La réconciliation entre la France et le Rwanda passe par l’établissement complet des faits. Elle doit également s’accompagner d’une reconnaissance officielle de ce qui est connu depuis longtemps : en voulant arrimer le Rwanda à la zone d’influence française, les responsables politiques de l’époque – même s’ils n’avaient pas d’intention génocidaire – ont soutenu les extrémistes hutus avant, pendant et même après le génocide des Tutsis. Ce soutien français a été actif, informé en temps réel, et a eu pour conséquence de favoriser l’exécution du génocide [2]. En cette occasion unique, Emmanuel Macron peut et doit reconnaître officiellement la complicité de l’État français.

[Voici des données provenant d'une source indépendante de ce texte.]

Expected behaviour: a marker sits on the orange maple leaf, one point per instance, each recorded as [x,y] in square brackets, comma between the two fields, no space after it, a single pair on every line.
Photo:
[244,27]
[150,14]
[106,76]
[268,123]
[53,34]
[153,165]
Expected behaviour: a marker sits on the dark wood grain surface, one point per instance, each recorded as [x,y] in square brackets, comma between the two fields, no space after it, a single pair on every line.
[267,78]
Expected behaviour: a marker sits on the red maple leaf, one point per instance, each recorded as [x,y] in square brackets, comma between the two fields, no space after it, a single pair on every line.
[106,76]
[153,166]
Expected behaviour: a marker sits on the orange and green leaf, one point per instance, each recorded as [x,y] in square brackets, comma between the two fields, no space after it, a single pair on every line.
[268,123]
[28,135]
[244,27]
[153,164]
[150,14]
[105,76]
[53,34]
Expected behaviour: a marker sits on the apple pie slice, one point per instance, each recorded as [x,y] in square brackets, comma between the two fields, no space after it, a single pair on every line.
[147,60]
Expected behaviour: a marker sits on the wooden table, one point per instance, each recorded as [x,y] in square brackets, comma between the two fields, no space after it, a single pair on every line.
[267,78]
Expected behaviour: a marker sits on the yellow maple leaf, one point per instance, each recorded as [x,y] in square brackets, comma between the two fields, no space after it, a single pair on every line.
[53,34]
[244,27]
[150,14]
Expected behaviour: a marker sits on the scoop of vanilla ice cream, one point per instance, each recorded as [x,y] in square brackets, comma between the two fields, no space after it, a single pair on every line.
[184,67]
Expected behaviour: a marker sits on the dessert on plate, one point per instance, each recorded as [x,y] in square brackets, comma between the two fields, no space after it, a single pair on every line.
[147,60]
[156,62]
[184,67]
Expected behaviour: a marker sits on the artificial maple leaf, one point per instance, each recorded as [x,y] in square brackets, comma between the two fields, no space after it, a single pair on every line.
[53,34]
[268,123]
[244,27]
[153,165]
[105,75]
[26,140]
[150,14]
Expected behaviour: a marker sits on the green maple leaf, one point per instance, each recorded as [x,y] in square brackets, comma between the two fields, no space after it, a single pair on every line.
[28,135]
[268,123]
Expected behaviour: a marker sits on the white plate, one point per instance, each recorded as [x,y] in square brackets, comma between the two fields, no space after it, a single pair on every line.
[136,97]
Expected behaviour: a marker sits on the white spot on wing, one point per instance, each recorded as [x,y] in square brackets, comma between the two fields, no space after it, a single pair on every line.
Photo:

Pour Patrice Garesio, co-président de l’association Survie : « S’il est essentiel, lors de cette visite présidentielle, que la France reconnaisse sa complicité dans le génocide des Tutsis, il est tout aussi essentiel de mettre fin au néocolonialisme de la France en Afrique, qui depuis 1994 a changé sur la forme mais pas sur le fond ».
Emmanuel Macron entend se donner le rôle de grand réformateur des relations franco-africaines. Mais dans le fond, comme l’a tristement démontré son dernier déplacement au Tchad, rien n’a véritablement changé. Les mécanismes institutionnels qui ont permis à quelques personnes de décider et faire exécuter une politique désastreuse perdurent. Il est essentiel de repenser le fonctionnement d’une Cinquième République encore plus présidentialiste aujourd’hui qu’en 1994.
[Notes :]
[1] En effet, toute la vérité n’a pas été établie dans l’affaire de l’attentat contre l’avion du président Habyarimana. Ni sur la présence de militaires français aux côtés des Forces armées rwandaises, d’avril à juin 1994, à une période où officiellement aucun militaire français n’est présent. Pas plus que sur les liens entre Paris et les Forces armées rwandaises pendant le génocide et pendant l’opération Turquoise. Et encore moins sur l’aide apportée aux génocidaires dans leur tentative de reconquête du Rwanda après leur déroute et leur fuite au Zaïre, ce qui a contribué à faire basculer toute la région dans la violence. Par ailleurs, plusieurs plaintes pour complicité de génocide contre des responsables français de l’époque sont encore en cours d’examen par la justice. Voir https://survie.org/themes/genocide-des-tutsis-au-rwanda/nos-actions-en-justice/
[2] Raphaël Doridant, François Graner, L’Etat français et le génocide des Tutsis au Rwanda, Agone-Survie, Marseille, 2020.